Erdozain, whom I had the privilege of studying under while doing graduate work at King’s College London, locates the roots of modern doubt in the religious conscience itself. He shows that the key figures associated with the modern secularization project—the philosophes, Spinoza, Voltaire, Darwin, Feuerbach and Marx—were actually motivated by impulses native to the Christian faith. The early propagators of secular enlightenment claimed the spiritual high ground against the religious structures of their day.

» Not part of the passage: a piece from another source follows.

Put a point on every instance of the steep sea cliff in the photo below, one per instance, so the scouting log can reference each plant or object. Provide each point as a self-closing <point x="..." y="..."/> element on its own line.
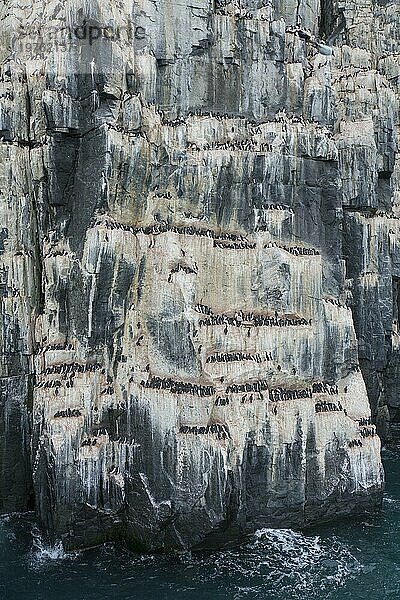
<point x="200" y="265"/>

The idea that modern unbelief is actually rooted in Christianity may strike many as odd given the rigid dichotomies between “religion” and “secularism” that have now become commonplace. But Erdozain makes his case with careful analysis of the historical record, showing that key figures associated with modern unbelief were actually drawing on borrowed capital from Christianity itself. The soil in which unbelief and doubt finds fruition is not an objective, scientific reason progressively triumphing over ignorance and superstition; rather, it is a Christian conscience exercised against religion’s hypocrisies and failures. As such, the project of secular modernity has arisen not from a wholesale dismantling of religious ideas, but from their internalization, migration and metamorphosis. As Erdozain explains in the book’s introduction,
“…assaults on religious orthodoxy are seldom motivated by rigorous questions of intellectual plausibility. Rather, they are typically prompted by moral or spiritual anxieties, to which philosophical reasoning may or may not be subsequently added. Such anxieties, far from representing a pagan or secular distaste for Christian faith, have consistently emerged from a set of Christian assumptions and expectations.”

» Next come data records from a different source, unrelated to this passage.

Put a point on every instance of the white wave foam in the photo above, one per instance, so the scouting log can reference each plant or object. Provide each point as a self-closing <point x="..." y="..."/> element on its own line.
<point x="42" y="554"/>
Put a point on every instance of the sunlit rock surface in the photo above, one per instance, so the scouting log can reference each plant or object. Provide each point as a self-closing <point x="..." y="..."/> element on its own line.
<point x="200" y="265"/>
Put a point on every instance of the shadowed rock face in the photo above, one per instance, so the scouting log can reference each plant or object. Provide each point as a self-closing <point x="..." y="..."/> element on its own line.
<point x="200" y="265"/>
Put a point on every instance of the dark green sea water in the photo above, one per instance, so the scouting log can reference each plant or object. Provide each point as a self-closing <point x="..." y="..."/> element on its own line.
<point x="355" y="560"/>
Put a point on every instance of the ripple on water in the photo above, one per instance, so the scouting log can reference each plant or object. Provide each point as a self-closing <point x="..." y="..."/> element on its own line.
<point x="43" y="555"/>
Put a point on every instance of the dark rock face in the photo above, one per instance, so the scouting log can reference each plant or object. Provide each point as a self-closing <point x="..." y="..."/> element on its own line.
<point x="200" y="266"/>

Ultimately The Soul of Doubt invites us to see secular modernity not as a war against religious ideas, but a war of competing religious concepts.

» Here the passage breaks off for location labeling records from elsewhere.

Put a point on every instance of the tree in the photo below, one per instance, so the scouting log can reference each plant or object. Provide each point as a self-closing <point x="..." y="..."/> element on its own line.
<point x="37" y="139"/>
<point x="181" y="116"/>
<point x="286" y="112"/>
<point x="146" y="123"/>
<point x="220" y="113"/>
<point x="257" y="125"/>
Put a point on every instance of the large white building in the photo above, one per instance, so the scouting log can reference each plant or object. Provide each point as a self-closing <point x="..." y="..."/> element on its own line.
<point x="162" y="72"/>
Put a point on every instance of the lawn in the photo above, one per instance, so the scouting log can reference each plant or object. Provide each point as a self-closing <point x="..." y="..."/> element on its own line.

By highlighting the Christian roots of secularism, Erdozain has tossed the ball into the court of those who hold that religion progressively crumbles beneath a self-contained secularism. But he also challenges Christians who espouse simplistic and binary “worldview” analyses of the historical record. What emerges from Erdozain’s narrative is a history of the modern world that is much more complex than is often allowed by conservatives and liberals alike.
The Soul of Doubt also serves as a wake-up call to the church, lest our failure to model Christ give credence to our critics. As Chesterton once noted, the only unanswerable argument against Christianity is Christians.